Maureen DowdMaureen Dowd

Good morning. Here’s what you need to know:1. The Obama political team hoped that the president’s re-election narrative would reprise President Reagan’s 1984 “Morning in America” campaign. Those hopes have been dashed by a faltering economy and wars in four Muslim nations (including Yemen). Josh Kraushaar reports that President Obama’s re-election campaign is re-tooling, necessarily, and very nervous.

2. The Washington Post reports: “Leading congressional Democrats immediately recoiled Tuesday from a new proposal to cut $600 billion in Medicare spending over the next decade — in part by raising the eligibility age….(T)he swift rejection of the proposal among Democrats reflects the significant obstacles that remain to any agreement to cut the deficit and raise the nation’s legal borrowing limit.”

3. President Obama will hold a press conference today at 11:30 Eastern Time.

4. The Wall Street Journal reports: “A group of former warlords who helped the U.S. topple the Taliban regime in 2001 have launched a political alliance against Afghan President Hamid Karzai’s rule, in a re-emergence of old civil-war divisions as the country looks ahead to the departure of U.S. forces.”

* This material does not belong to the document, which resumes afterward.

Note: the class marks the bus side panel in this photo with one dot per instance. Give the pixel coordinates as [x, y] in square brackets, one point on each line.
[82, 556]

5. A political settlement of some kind with the Taliban in Afghanistan is probably a pre-condition for a successful exit of US and NATO troops from that country.  Talks with the Taliban are ongoing, according to an excellent report by Ahmed Rashid.

6. For the second straight night, protesters took to the streets in Cairo and battled police. The clashes in Cairo signal growing tension between Egyptians seeking reform and the military leadership that took control after Mubarak’s ouster.

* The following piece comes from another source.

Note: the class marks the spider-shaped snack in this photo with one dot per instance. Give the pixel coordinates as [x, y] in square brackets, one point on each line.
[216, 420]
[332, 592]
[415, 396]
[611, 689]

7. The Greek Parliament is expected to approve the austerity measures necessary for continued financial support from the European Union and the IMF.  Markets rallied on the expected news.

8. GOP presidential hopeful Tim Pawlenty yesterday outlined his “vision” for US foreign policy at the Council on Foreign Relations in New York City.  The speech was not well-received.

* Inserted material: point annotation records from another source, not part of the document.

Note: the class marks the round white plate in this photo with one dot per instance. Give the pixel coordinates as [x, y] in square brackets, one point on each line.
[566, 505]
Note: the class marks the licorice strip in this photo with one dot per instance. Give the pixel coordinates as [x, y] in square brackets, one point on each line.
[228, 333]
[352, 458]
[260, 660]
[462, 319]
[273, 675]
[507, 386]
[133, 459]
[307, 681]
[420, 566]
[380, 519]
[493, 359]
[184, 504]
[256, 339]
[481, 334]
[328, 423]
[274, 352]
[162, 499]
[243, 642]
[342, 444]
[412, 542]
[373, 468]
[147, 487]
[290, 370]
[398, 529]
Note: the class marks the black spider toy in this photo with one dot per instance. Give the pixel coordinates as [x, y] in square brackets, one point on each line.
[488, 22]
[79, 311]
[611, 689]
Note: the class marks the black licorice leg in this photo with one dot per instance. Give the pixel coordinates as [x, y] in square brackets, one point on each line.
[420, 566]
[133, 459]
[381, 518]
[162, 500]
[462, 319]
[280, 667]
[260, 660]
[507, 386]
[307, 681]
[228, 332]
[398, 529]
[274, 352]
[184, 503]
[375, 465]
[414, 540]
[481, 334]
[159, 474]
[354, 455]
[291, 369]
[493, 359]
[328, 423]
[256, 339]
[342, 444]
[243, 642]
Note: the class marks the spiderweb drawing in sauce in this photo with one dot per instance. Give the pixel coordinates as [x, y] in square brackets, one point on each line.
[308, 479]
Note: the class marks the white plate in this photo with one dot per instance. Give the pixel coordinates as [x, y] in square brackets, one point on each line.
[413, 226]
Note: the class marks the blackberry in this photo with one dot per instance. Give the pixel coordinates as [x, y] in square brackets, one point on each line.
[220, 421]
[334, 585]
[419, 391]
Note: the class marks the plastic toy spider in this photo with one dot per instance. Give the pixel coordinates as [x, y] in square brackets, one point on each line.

9. Sarah Palin campaigned in Iowa yesterday, attending the screening of a film about her rise in Alaskan and American politics. She said she was “still contemplating” whether to run for the 2012 GOP presidential nomination.

10. A new poll in New Hampshire shows Mitt Romney comfortably ahead of his leading rivals for the GOP presidential nomination.  Michele Bachmann now runs second.

11. George Will celebrates the Supreme Court’s decision on political speech, calling its 5-4 vote striking down the Arizona “matching funds” law a blow for liberty.

12. Maureen Dowd warmly profiles New York Governor Andrew Cuomo in a longer-the-usual column today. She applauds his leadership on the issue of gay marriage.